Green qualified as a nurse in 1955. She first joined the Royal College of Nursing in December 1965 as a Tutor in the then Education Division where she first helped to organize ward sisters' courses for UK and overseas nurses. In 1966, when the Salmon Report was published, she planned two of the first experimental first-line management courses for staff nurses and ward sisters. In June 1973 Green become Head of the Professional Nursing Department. In 1976 she took up the post of RCN Director of Education and Principal of the Institute of Advanced Nursing Education, a post she held until her retirement in 1990.
Green was instrumental in setting up the United Kingdom Central Council for Nursing, Midwifery and Health Visiting (UKCC)[1] and was Chair of the English National Board.
In 1986 Green chaired the committee which initiated a major UKCC plan to modernise nursing education by the end of the millennium, called Project 2000. This major scheme sought to expand the provision of nursing degrees in the United Kingdom to ensure that entry level nursing qualifications for registered nurses were at degree level.
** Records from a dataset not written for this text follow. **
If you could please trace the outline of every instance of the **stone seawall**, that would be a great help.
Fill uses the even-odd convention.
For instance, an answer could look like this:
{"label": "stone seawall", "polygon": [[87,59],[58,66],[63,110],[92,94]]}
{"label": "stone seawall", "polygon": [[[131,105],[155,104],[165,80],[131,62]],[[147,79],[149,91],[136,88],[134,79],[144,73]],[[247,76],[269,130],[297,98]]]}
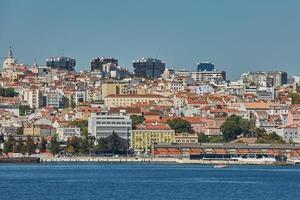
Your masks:
{"label": "stone seawall", "polygon": [[286,165],[274,161],[237,161],[237,160],[190,160],[179,158],[127,158],[127,157],[72,157],[72,158],[47,158],[41,159],[42,163],[49,162],[100,162],[100,163],[178,163],[201,165]]}
{"label": "stone seawall", "polygon": [[34,158],[34,157],[18,157],[18,158],[0,157],[0,163],[40,163],[40,158]]}

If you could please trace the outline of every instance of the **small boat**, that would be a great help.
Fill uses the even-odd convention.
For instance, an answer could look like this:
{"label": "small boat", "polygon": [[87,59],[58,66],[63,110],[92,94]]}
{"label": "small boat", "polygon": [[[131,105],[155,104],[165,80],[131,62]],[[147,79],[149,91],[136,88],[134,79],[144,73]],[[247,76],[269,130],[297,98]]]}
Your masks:
{"label": "small boat", "polygon": [[214,168],[217,168],[217,169],[226,168],[226,167],[228,167],[228,165],[214,165]]}

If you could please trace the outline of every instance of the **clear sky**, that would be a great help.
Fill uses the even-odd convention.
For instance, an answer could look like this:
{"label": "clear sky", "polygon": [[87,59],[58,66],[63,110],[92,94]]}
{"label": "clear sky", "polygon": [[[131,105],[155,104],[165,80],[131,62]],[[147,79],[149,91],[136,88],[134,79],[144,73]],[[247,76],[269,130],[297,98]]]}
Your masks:
{"label": "clear sky", "polygon": [[175,69],[213,62],[231,79],[254,70],[300,74],[299,0],[0,0],[0,57],[19,62],[48,56],[89,69],[112,56],[155,57]]}

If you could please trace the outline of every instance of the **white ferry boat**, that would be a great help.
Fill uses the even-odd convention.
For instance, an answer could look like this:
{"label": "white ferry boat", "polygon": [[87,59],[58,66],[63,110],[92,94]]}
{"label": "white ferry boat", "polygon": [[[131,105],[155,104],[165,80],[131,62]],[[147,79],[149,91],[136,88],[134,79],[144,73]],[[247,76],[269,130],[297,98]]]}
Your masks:
{"label": "white ferry boat", "polygon": [[245,157],[234,157],[233,160],[249,163],[272,163],[276,162],[274,157],[257,157],[256,155],[247,155]]}
{"label": "white ferry boat", "polygon": [[214,168],[226,168],[229,167],[229,165],[214,165]]}

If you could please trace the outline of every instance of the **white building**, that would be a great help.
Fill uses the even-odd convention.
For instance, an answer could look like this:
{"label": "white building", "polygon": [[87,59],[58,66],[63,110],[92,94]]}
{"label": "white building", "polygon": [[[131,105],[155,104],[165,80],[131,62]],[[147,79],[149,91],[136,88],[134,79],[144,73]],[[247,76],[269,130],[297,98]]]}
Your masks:
{"label": "white building", "polygon": [[57,129],[58,138],[61,141],[68,141],[74,136],[81,137],[81,130],[79,127],[61,127]]}
{"label": "white building", "polygon": [[88,131],[97,139],[110,136],[113,132],[123,139],[130,140],[132,121],[128,115],[109,115],[92,113],[89,118]]}
{"label": "white building", "polygon": [[201,83],[222,83],[226,80],[225,71],[200,71],[200,72],[178,72],[181,75],[190,76],[194,81]]}
{"label": "white building", "polygon": [[282,137],[285,142],[300,143],[300,125],[291,124],[283,127],[279,127],[276,130],[276,134]]}
{"label": "white building", "polygon": [[37,87],[24,89],[23,100],[27,101],[30,108],[39,108],[42,104],[42,93]]}
{"label": "white building", "polygon": [[214,92],[214,88],[210,85],[200,85],[195,87],[195,93],[197,95],[211,94]]}
{"label": "white building", "polygon": [[87,91],[76,91],[75,92],[75,104],[84,103],[87,101]]}

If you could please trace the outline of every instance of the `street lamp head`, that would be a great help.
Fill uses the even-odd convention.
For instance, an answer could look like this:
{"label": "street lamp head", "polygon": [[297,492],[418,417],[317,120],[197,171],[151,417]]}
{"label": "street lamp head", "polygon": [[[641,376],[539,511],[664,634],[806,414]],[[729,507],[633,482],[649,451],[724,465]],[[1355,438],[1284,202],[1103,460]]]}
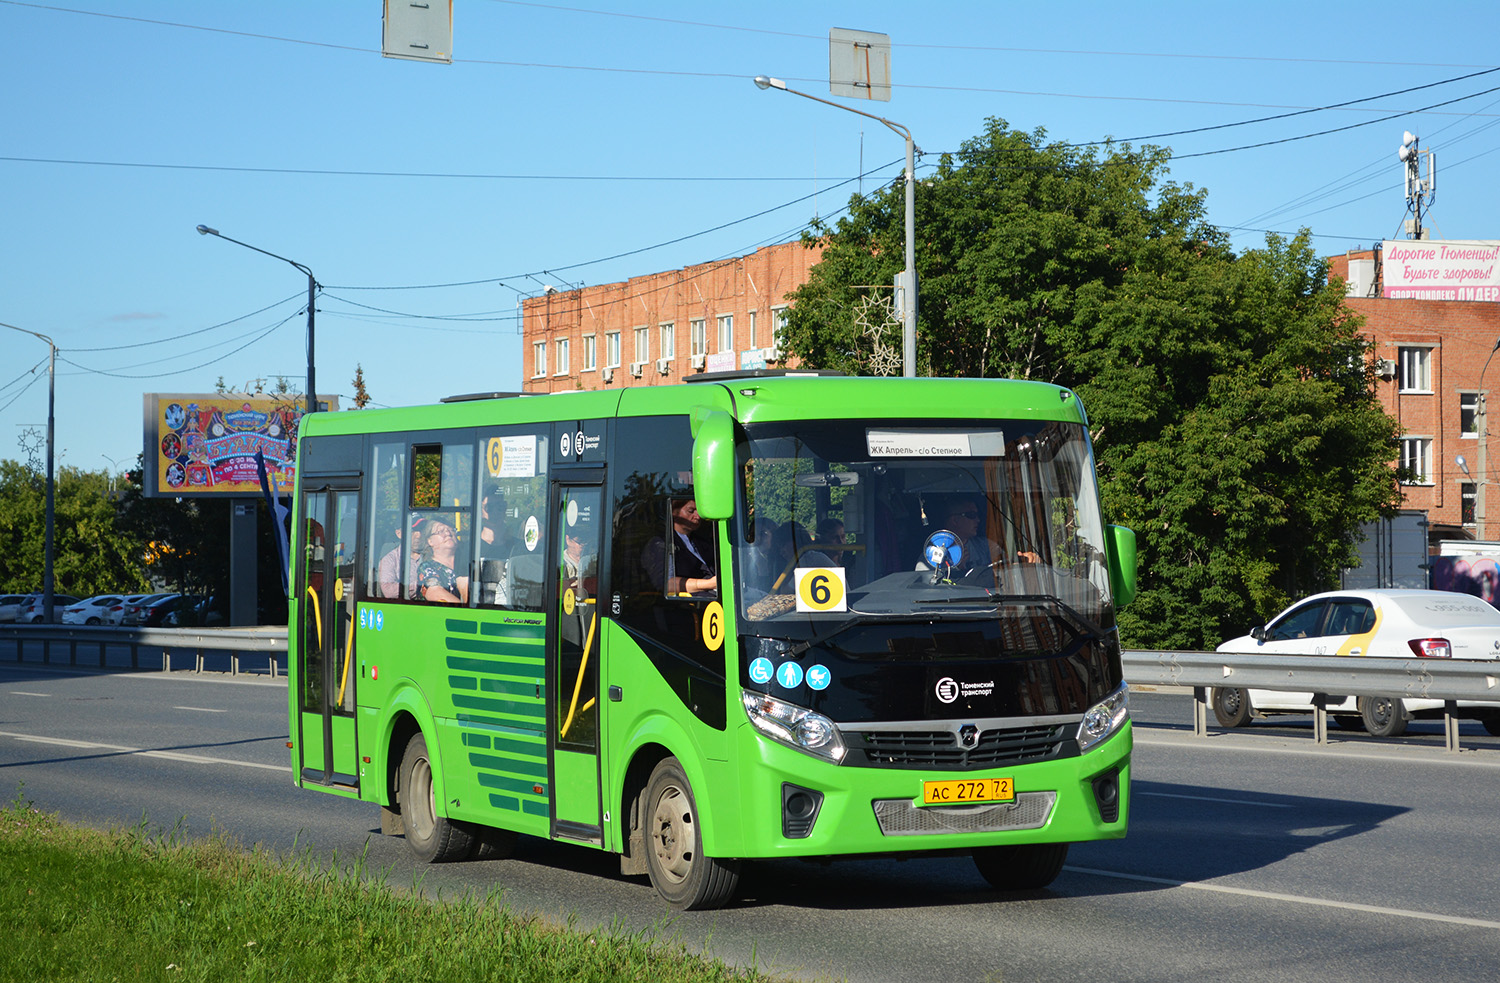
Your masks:
{"label": "street lamp head", "polygon": [[785,89],[786,83],[781,79],[771,78],[769,75],[755,76],[755,84],[762,89]]}
{"label": "street lamp head", "polygon": [[1469,462],[1464,460],[1464,456],[1462,454],[1455,457],[1453,459],[1453,463],[1457,464],[1458,470],[1462,471],[1464,474],[1469,473]]}
{"label": "street lamp head", "polygon": [[200,226],[198,226],[198,234],[200,236],[207,236],[207,235],[215,235],[216,236],[216,235],[219,234],[219,230],[218,229],[210,229],[206,225],[200,225]]}

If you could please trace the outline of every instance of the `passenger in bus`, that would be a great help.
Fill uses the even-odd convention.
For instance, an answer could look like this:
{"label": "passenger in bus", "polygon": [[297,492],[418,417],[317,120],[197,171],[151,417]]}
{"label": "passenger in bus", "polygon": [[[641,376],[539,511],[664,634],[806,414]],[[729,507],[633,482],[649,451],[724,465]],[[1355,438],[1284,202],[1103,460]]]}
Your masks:
{"label": "passenger in bus", "polygon": [[427,545],[423,560],[417,566],[417,584],[422,599],[442,604],[466,604],[469,600],[469,578],[453,570],[458,556],[458,533],[441,519],[427,523]]}
{"label": "passenger in bus", "polygon": [[[657,536],[641,551],[641,565],[652,584],[660,584],[663,594],[706,594],[719,589],[715,568],[712,529],[698,514],[698,503],[691,498],[675,499],[672,508],[671,566],[667,565],[667,541]],[[670,571],[670,576],[668,573]]]}
{"label": "passenger in bus", "polygon": [[[422,550],[422,524],[427,520],[421,516],[413,516],[408,526],[411,541],[411,552],[406,558],[406,585],[409,598],[417,596],[417,564],[421,562]],[[380,558],[380,567],[376,573],[376,583],[379,585],[380,596],[392,600],[401,596],[401,527],[395,529],[396,545]]]}
{"label": "passenger in bus", "polygon": [[479,540],[483,544],[479,547],[481,556],[503,560],[526,548],[521,537],[506,522],[505,496],[499,485],[485,489],[484,497],[479,500],[479,514],[483,520],[483,528],[479,531]]}
{"label": "passenger in bus", "polygon": [[813,537],[813,545],[827,555],[832,566],[847,567],[852,559],[850,551],[842,548],[846,541],[844,536],[843,519],[825,515],[818,520],[818,534]]}
{"label": "passenger in bus", "polygon": [[772,594],[792,589],[792,572],[798,567],[831,567],[836,564],[828,554],[815,549],[813,537],[800,522],[783,522],[771,530],[771,557],[775,571]]}

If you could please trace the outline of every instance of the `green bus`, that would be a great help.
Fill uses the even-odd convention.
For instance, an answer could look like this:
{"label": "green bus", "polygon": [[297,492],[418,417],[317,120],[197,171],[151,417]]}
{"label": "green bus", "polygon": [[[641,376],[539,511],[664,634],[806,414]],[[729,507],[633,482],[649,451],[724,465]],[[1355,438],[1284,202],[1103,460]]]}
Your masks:
{"label": "green bus", "polygon": [[292,765],[428,862],[519,834],[677,908],[757,858],[1125,835],[1088,421],[1042,383],[714,373],[304,417]]}

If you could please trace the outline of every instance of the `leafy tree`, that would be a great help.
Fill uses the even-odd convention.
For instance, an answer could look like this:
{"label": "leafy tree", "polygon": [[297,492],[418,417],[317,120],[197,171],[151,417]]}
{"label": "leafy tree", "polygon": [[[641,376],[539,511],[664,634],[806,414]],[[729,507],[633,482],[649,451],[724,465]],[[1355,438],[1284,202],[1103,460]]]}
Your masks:
{"label": "leafy tree", "polygon": [[354,364],[354,408],[362,410],[370,405],[370,391],[365,388],[365,367],[360,363]]}
{"label": "leafy tree", "polygon": [[[53,582],[60,594],[146,589],[139,540],[116,526],[104,471],[59,468],[53,486]],[[46,567],[46,479],[0,461],[0,584],[39,590]]]}
{"label": "leafy tree", "polygon": [[[916,201],[919,371],[1037,379],[1089,410],[1106,512],[1136,529],[1127,644],[1203,648],[1332,586],[1359,525],[1399,501],[1398,425],[1371,385],[1360,321],[1306,233],[1235,255],[1169,151],[985,131]],[[901,188],[851,202],[782,344],[869,371],[899,346],[870,327],[902,265]]]}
Green was also heavily involved in UKCC's Post-registration Education and Practice (PREP). PREP took several years to introduce, with the final framework being agreed in 1994, and the scheme itself being introduced in 1995. PREP developed into the current scheme of Revalidation which was implemented in April 2016.
Green was appointed an Officer of the Order of the British Empire (OBE) in the 1986 Birthday Honours List.
In 1987 Green was awarded Fellowship of the Royal College of Nursing, FRCN
Green died on 30 March 2017, aged 87.